Os pesquisadores observam que essa altaas concentrações de carboidratos são surpreendentes porque, via de regra, os microrganismos consomem rapidamente quaisquer açúcares livres encontrados no ambiente. Os cientistas concluíram que, neste caso, as algas, além dos carboidratos, secretam compostos fenólicos que impedem a maioria dos microrganismos de consumir sacarose.
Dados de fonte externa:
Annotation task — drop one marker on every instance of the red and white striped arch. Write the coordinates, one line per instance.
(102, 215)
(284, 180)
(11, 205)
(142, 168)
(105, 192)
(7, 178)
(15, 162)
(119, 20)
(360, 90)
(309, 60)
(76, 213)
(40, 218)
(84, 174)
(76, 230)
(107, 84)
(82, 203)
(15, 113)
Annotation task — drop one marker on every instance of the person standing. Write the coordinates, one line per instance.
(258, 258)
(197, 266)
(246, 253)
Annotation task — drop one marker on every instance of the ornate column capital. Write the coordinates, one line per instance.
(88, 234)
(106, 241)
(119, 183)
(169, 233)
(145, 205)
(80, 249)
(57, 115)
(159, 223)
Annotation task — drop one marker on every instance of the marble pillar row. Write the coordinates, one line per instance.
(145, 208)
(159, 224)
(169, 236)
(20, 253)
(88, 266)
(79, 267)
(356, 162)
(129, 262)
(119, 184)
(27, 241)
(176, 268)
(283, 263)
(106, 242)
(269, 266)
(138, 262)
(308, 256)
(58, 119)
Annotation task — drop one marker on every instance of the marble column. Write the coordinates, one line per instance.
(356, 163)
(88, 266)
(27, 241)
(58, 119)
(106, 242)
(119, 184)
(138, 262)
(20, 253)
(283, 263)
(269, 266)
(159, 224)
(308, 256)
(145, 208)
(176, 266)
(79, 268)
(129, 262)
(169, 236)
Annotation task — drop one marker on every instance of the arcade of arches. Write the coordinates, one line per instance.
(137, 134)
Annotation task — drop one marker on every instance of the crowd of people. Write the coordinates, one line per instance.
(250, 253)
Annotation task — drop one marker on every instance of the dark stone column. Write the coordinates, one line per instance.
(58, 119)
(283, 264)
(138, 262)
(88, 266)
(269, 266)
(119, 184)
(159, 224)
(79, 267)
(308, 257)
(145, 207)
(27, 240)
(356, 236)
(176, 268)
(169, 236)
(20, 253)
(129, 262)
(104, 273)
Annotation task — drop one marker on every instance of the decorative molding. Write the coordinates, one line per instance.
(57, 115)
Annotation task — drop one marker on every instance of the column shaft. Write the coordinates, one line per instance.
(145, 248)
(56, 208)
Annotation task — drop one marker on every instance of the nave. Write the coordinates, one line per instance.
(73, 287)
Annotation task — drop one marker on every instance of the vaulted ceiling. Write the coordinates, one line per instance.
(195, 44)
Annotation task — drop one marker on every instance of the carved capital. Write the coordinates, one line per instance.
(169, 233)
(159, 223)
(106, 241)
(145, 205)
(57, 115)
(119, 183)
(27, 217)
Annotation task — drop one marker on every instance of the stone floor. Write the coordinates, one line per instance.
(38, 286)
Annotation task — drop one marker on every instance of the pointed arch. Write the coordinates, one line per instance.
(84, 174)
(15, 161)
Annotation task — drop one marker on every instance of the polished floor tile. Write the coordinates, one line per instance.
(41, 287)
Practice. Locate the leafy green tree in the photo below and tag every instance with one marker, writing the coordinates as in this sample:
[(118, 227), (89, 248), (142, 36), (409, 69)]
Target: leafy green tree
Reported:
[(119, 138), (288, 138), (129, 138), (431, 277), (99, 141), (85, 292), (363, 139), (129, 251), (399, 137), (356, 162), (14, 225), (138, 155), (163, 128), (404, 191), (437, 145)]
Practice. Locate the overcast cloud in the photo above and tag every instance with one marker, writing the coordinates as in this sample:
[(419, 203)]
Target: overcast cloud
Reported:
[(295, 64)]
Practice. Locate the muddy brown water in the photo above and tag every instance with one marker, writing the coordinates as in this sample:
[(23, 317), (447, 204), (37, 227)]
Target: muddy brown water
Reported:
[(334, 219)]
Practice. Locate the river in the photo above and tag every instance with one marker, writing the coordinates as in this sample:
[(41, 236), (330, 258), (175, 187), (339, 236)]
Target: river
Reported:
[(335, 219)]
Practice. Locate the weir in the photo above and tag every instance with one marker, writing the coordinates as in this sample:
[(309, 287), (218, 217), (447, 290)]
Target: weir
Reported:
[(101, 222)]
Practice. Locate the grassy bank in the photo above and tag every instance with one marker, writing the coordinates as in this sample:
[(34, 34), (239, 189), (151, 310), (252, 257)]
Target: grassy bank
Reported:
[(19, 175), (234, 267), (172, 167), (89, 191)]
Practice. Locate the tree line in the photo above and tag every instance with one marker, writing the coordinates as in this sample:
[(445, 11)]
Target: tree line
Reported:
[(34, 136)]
Isso leva ao fato de que essas substâncias permanecem "enterradas" sob os prados de algas, em vez de retornar ao oceano e à atmosfera na forma de dióxido de carbono, dizem os autores do estudo.
Os biólogos acreditam que as reservas formadasA rizosfera é uma espécie de airbag que se acumula no verão e permite que as algas sobrevivam a períodos de pouca luz, e também inclui o excesso de açúcar que as plantas não precisam.
As ervas marinhas produzem açúcar durantefotossíntese. Sob condições de iluminação média, essas plantas usam a maior parte dos açúcares que produzem para seu próprio metabolismo e crescimento. Mas sob condições de luz intensa, como ao meio-dia ou no verão, as plantas produzem mais açúcar do que podem usar ou armazenar. Eles então liberam o excesso de sacarose em sua rizosfera.
Nicole Dubillier, diretora do Instituto de Microbiologia Marinha. Max Planck
As algas formam prados verdes exuberantes durantemuitas áreas costeiras ao redor do mundo. Essas plantas, segundo os autores do trabalho, são um dos sumidouros globais de dióxido de carbono mais eficazes da Terra: um quilômetro quadrado de algas marinhas armazena quase o dobro de carbono que as florestas em terra, e a absorção ocorre 35 vezes mais rápido.
Pesquisadores observam que as algasestão expostos a ameaças externas e podem desaparecer gradualmente, e isso pode afetar muito o clima global. Com o desaparecimento de todas as algas, segundo os autores do trabalho, pelo menos 1,5 milhão de toneladas de dióxido de carbono produzido pela decomposição de açúcares por bactérias serão liberados na atmosfera.